Nous glissons ici progressivement dans ce texte de l'ignorance, de l'incompétence et de la sottise à la folie pure.

Quel besoin a l'enseignant réunionnais d'avoir des "repères clairs" sur le guyanais ? En Guyane, à quoi servent les données sur le créole réunionnais pour un enseignant et/ou un élève du primaire? Risque-t-on réellement un "mélange préjudiciable à l'enseignement" que seule une si aberrante démarche risque de provoquer, sans la moindre raison. Par ailleurs, comment songer un instant à enseigner aux élèves réunionnais les rudiments d'un créole qu'ils parlent déjà tous quotidiennement et à les initier au guyanais ou au guadeloupéen dont ils n'ont que faire.  

Tout cela est tellement absurde qu'à moins qu'on envisage des transports permanents et fréquents d'élèves entre la zone américano-caraïbe et la Réunion, il n'y a pas lieu de se soucier véritablement des "risques d'interférence" voire de "contamination" entre les créoles des deux zones.
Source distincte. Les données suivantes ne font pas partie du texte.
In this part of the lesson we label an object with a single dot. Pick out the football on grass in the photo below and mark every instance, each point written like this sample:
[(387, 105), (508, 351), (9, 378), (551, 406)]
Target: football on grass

A lire de telles aberrations, on croit véritablement rêver et, en pareil cas, si l'on ne peut plus soumettre les auteurs de tels textes, comme au bon vieux temps, aux électrochocs, on devrait au moins les amener de toute urgence à la douche froide!

Le vrai et seul problème de l'école domienne est celui d'enseigner le français aux petits enfants créolophones des DOM, tôt, vite et intelligemment, donc en prenant en compte le fait qu'ils parlent des créoles issus eux-mêmes du français d'où est venu l'essentiel des matériaux linguistique que ces langues mettent en oeuvre et en concevant, dès lors, pour la mettre en pratique, une didactique de la langue française adaptée aux situations de créolophonie qui d'ailleurs existent en dehors des DOM et en particulier en Haïti dont le français est la langue officielle et qui a une population scolaire qui est au moins le triple de celles de tous les autres pays créolophones réunis.
Mais, ne rêvons pas, car cela supposerait enfin des décisions, adaptées, informées et intelligentes auxquelles ce numéro 32 du BOEN n'ouvre guère la voie !

1 commentaire:

Anonyme a dit…

Drôle(s) de BO .

Le créole réunionnais a acquis officiellement le statut de langue régionale en 2000. A ce titre son enseignement est désormais proposé en option dans les établissements scolaires comme en métropole.
Il se trouve qu'au fil des décrets, arrêtés, circulaires qui se sont succédé dans ce domaine, l'enseignement des langues régionales s'inscrit dans le cadre européen commun de référence pour les langues (CECRL) qui fournit une base commune pour la conception des programmes.
Les langues régionales entrent ainsi dans le cadre des langues vivantes à apprendre comme le breton, l'occitan, ou le catalan etc. qui ne sont plus, sauf exception, les langues maternelles des enfants ( ni celles de leurs parents, ni même parfois de leurs grands-parents).
or le créole réunionnais est la langue maternelle de la grande majorité des enfants de la Réunion.
D'après une étude de l'INSEE réalisée en 2007, le créole est encore très largement majoritaire dans ce département : 53% de Réunionnais ne parlent que le créole, 38 % parlent le créole et le français, et 8% seulement ne parlent que le français.
L'idée d'enseigner le créole aux élèves créolophones comme langue étrangère ou seconde et, d'autre part, considérer le français comme leur langue maternelle est tout-à-fait surprenante.
Je reprends ci-dessous les propos que j'avais tenus en 2002 sur cette question :

"Il sera piquant de relever que dans la circulaire ministérielle N° 2001-168 du 05-09- 2001 (BO N°33 du 13 septembre 2001) les recommandations en matière d’immersion ne valent pas à la Réunion pour la langue régionale mais pour la langue nationale.
Il convient d’en prôner l’application intégrale en opérant pour les langues citées une permutation terme à terme originale : la pédagogie recommandée vaut moins pour le créole maternel des élèves réunionnais que pour le français.
De ce point de vue, en matière de conseils pour la classe , ce texte ministériel mérite d’être consulté."